Holmes et Loomis (1909) ont critiqué les travaux précédents, affirmant que la couleur des yeux varie continuellement et que la diviser en catégories est arbitraire. Sur 52 descendants de deux parents aux yeux bleus dans leurs données, un avait les yeux bruns et deux avaient les yeux gris, ce qui ne correspond pas à l’idée que les yeux bleus sont causés par un allèle récessif. Boas (1918) a trouvé un nombre encore plus important de descendants de deux parents aux yeux bleus qui n’avaient pas les yeux bleus, 26 sur 223. De manière surprenante, il ne semble pas y avoir eu d’études parents-progéniture sur la couleur des yeux depuis lors, du moins aucune que j’ai pu trouver.
Génétique moléculaire
Un certain nombre de groupes ont étudié les associations de polymorphismes mononucléotidiques avec la couleur des yeux, avec des résultats assez cohérents : la variation dans les gènes HERC2 et OCA2, qui sont voisins sur le chromosome 15, joue un rôle majeur dans la détermination de la couleur des yeux. Cependant, la variation dans au moins 10 autres gènes, ainsi que des interactions compliquées entre ces gènes, influencent également la couleur des yeux (revue dans Sturm et Larsson 2009, avec des résultats plus récents dans Liu et al. 2010 et Pospiech et al. 2011).
Conclusion
La couleur des yeux n’est pas un exemple de trait génétique simple, et les yeux bleus ne sont pas déterminés par un allèle récessif à un gène.
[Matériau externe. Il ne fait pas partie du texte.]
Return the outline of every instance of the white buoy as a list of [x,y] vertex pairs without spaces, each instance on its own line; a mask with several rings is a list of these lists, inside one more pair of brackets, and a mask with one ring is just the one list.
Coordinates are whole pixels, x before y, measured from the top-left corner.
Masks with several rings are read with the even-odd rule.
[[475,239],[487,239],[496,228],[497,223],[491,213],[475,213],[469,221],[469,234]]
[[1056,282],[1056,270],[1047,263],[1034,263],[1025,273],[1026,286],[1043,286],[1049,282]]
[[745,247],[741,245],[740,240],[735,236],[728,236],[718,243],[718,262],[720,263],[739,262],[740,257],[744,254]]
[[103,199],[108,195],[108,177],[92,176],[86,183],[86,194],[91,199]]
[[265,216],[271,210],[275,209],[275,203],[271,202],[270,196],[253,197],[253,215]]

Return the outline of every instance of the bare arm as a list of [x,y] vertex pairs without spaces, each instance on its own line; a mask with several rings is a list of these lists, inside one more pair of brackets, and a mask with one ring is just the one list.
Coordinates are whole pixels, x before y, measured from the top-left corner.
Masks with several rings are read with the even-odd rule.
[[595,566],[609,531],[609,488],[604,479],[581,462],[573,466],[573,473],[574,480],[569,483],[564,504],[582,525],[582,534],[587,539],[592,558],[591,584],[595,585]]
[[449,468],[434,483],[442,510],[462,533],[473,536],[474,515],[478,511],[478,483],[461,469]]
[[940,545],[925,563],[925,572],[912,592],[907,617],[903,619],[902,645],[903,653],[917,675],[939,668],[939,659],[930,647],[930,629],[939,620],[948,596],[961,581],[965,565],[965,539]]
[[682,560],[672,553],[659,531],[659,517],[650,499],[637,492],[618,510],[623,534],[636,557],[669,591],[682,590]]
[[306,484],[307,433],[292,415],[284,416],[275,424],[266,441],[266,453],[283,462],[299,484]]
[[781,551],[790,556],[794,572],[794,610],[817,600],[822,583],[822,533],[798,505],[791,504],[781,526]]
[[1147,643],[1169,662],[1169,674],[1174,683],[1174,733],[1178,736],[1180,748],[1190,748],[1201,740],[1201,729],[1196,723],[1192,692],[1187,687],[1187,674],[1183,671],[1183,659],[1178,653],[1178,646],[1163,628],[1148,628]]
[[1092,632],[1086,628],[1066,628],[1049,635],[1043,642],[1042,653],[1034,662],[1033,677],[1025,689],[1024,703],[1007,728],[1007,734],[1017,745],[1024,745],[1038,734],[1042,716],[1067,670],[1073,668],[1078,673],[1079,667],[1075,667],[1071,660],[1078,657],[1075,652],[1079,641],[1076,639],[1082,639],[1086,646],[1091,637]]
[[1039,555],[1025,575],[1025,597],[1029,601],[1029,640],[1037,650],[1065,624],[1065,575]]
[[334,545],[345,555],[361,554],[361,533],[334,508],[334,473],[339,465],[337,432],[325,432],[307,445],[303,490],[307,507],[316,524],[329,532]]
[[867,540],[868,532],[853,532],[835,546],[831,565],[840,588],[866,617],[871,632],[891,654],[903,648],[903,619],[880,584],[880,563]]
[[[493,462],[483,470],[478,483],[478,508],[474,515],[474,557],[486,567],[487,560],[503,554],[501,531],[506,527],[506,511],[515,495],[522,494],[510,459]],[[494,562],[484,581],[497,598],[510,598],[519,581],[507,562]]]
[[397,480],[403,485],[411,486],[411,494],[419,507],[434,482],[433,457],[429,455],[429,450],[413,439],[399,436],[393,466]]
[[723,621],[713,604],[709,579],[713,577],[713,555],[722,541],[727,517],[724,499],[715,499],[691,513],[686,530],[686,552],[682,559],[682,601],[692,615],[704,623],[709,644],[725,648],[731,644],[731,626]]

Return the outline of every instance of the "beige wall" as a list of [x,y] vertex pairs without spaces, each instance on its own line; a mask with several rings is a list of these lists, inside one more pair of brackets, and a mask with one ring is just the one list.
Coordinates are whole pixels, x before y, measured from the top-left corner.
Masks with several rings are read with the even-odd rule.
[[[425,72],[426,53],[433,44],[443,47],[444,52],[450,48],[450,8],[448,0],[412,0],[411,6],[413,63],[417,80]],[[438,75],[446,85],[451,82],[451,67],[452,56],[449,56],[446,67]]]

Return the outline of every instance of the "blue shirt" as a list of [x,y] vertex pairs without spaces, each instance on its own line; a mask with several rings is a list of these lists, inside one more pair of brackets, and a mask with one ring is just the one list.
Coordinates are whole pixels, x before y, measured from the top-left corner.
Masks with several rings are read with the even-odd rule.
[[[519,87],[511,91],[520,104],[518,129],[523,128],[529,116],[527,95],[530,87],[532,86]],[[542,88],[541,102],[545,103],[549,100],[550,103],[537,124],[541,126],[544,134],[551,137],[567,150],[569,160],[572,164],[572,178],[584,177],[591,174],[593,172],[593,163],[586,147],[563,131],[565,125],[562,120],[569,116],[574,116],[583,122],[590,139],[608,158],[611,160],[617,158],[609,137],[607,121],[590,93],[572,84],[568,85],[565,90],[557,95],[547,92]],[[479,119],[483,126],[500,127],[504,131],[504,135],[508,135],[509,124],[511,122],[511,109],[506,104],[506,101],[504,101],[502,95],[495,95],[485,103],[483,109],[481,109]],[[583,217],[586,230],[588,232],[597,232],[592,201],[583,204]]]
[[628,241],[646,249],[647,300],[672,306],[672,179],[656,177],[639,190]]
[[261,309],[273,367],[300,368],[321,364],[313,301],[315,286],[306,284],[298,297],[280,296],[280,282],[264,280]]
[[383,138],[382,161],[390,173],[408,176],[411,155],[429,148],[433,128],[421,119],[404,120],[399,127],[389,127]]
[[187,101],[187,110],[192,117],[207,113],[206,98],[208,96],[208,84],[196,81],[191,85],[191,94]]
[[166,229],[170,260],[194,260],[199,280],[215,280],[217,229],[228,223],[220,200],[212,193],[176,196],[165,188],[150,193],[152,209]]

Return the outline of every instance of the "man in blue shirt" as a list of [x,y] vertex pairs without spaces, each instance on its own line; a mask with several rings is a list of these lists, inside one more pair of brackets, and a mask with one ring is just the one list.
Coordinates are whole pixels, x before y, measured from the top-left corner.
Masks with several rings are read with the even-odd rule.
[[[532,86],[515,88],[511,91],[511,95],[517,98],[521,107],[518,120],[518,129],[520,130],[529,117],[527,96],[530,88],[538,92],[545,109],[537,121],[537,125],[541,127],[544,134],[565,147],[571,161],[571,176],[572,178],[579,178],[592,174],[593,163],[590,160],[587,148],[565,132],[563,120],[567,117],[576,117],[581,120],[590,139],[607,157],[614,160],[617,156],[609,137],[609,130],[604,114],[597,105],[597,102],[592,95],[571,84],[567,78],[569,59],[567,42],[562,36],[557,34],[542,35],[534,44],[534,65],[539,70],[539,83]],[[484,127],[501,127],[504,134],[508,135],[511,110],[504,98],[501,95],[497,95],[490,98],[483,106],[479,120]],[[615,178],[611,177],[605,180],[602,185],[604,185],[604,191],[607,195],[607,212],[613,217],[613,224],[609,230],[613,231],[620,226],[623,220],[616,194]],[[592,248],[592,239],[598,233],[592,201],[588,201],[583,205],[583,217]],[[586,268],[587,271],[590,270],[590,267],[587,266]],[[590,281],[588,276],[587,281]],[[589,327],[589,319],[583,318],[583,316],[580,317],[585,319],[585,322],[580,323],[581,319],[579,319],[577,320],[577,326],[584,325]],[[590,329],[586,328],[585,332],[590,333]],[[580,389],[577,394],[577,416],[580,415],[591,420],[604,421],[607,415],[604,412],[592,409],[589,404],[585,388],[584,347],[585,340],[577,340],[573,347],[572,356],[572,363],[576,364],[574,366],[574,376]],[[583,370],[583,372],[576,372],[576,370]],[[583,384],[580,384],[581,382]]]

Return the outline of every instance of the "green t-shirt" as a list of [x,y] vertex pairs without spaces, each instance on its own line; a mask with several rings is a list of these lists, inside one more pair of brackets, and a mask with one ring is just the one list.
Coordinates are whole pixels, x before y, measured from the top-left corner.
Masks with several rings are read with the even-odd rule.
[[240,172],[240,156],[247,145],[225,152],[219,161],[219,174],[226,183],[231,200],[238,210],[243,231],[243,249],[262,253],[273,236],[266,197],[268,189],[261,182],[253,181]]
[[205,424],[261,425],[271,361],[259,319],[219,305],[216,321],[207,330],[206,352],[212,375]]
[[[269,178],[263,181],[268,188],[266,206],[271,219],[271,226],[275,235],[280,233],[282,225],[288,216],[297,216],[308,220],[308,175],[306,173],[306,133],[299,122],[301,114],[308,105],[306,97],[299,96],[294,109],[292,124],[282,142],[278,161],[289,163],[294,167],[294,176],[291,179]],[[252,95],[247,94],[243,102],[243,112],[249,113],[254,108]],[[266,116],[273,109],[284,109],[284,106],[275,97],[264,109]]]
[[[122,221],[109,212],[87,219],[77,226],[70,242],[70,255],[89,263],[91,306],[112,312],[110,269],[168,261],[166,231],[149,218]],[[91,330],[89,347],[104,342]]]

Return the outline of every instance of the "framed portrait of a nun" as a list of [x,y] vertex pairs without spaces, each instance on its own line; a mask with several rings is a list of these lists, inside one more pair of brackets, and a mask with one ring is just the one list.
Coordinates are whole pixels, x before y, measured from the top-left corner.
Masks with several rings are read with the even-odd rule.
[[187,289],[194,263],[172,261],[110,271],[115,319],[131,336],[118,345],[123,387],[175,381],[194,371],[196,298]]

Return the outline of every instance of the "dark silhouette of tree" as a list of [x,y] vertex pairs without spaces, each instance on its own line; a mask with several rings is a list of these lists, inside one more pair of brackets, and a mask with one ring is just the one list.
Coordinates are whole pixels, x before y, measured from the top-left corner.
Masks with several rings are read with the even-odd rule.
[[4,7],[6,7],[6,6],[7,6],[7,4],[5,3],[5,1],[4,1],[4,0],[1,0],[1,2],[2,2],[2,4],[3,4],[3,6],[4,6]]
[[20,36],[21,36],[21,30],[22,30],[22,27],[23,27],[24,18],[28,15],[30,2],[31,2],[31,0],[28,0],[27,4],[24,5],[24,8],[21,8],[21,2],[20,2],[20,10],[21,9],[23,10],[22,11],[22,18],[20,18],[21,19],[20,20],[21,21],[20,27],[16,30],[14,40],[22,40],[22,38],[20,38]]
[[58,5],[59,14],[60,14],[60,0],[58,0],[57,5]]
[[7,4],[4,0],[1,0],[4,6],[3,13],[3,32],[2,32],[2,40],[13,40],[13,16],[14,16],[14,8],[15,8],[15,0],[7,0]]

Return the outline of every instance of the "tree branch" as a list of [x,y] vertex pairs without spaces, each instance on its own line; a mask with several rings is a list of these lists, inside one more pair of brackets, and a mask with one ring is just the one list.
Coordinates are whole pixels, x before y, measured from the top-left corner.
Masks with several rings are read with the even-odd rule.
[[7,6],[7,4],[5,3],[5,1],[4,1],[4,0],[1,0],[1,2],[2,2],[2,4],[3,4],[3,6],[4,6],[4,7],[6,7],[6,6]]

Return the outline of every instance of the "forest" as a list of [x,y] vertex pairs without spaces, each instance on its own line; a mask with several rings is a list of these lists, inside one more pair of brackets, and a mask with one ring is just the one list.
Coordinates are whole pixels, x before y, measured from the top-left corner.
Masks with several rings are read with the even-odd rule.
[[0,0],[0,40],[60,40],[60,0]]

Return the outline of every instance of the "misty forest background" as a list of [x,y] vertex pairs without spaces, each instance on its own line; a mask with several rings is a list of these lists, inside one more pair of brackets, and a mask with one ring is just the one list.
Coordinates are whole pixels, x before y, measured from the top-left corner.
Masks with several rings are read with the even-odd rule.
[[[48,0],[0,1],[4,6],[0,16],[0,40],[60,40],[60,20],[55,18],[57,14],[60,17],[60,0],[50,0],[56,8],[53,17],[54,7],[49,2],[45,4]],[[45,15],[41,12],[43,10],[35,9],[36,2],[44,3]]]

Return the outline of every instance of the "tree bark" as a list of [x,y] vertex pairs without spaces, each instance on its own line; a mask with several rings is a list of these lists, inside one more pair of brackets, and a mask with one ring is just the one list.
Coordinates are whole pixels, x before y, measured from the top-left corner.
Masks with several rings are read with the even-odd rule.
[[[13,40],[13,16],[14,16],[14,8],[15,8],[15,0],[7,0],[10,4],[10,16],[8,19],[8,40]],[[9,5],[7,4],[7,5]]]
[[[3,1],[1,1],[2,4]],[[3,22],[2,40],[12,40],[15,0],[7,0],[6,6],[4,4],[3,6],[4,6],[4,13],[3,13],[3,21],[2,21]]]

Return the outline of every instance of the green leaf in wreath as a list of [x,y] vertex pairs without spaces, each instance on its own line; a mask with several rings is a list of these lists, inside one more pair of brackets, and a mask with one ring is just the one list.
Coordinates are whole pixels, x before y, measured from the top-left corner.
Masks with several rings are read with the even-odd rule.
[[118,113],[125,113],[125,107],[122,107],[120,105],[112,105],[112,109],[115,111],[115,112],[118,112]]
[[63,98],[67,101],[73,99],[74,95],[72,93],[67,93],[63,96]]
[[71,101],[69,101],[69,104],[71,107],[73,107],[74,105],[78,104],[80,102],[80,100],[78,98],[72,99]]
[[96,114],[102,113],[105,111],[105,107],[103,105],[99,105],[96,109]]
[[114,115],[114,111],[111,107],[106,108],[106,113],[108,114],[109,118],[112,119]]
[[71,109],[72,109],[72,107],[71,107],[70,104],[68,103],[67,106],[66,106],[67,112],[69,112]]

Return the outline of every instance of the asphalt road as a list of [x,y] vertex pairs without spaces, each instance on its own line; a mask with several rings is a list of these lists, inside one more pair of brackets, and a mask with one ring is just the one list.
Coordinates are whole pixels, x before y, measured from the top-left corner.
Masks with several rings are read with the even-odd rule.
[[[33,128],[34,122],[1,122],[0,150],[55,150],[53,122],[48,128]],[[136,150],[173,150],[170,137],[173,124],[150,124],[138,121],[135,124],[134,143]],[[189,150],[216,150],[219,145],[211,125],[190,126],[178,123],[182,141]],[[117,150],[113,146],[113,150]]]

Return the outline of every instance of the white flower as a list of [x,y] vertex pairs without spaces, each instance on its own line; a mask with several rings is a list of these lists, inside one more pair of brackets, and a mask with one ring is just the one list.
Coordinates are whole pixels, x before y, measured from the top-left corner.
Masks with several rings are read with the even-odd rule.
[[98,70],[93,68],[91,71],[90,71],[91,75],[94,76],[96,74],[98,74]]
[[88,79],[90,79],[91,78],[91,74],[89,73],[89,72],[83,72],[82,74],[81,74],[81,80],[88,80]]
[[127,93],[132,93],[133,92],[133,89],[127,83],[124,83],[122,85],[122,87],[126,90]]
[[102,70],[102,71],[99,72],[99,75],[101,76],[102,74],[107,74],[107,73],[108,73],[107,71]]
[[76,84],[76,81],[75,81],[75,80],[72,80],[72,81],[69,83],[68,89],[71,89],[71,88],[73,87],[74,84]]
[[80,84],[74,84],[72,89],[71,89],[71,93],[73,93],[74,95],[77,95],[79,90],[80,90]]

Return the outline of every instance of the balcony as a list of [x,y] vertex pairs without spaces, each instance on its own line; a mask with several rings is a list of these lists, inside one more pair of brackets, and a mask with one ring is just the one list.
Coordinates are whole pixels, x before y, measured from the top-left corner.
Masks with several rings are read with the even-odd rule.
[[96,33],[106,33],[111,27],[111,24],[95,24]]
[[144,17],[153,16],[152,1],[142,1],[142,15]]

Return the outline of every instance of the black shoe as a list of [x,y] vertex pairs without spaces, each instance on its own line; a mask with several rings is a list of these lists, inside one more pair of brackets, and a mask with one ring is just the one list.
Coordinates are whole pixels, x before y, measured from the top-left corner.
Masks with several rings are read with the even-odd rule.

Au lieu de cela, la couleur des yeux est déterminée par la variation au niveau de plusieurs gènes différents et les interactions entre eux, et cela rend possible pour deux parents aux yeux bleus d’avoir des enfants aux yeux bruns.
Bito, L. Z., A. Matheny, K. J. Cruickshanks, D. M. Nondahl, et O. B. Carino. 1997. Eye color changes past early childhood : the Louisville Twin Study. Archives of Ophthalmology 115 : 659-663.
Boas, H. M. 1918. Hérédité de la couleur des yeux chez l’homme. American Journal of Physical Anthropology 2 : 15-20.
Brues, A. M. 1975. Repenser la pigmentation humaine. American Journal of Physical Anthropology 43 : 387-391.
Davenport, G. C., et C. B. Davenport. 1907. Hérédité de la couleur des yeux chez l’homme. Science 26 : 589-592.
Holmes, S. J., et H. M. Loomis. 1909. L’hérédité de la couleur des yeux et des cheveux chez l’homme. Biological Bulletin 18 : 50Ð65.
Hurst, C. C. 1908. Sur l’hérédité de la couleur des yeux chez l’homme. Proceedings of the Royal Society of London B 80 : 85-96.
Liu, F., et al. (20 co-auteurs). 2010. La quantification numérique de la couleur des yeux humains met en évidence l’association génétique de trois nouveaux loci. PLOS Genetics 6 : e1000934.
Mackey, D. A., C. H. Wilkinson, L. S. Kearns, et A. W. Hewitt. 2011. Classification de la couleur de l’iris : examen et affinement d’un schéma de classification. Clinical and Experimental Ophthalmology 39 : 462-471.
Matheny, A. P., et A. B. Dolan. 1975. Changements dans la couleur des yeux pendant la petite enfance : différences sexuelles et génétiques. Annals of Human Biology 2 : 191-196.
Pospiech, E., J. Draus-Barini, T. Kupiec, A. Wojas-Pelc, et W. Branicki. 2011. Gene-gene interactions contribute to eye colour variation in humans. Journal of Human Genetics 56 : 447-455.
Sturm, R. A., et M. Larsson. 2009. Génétique de la couleur et des motifs de l’iris humain. Pigment Cells and Melanoma Research 22 : 544-562.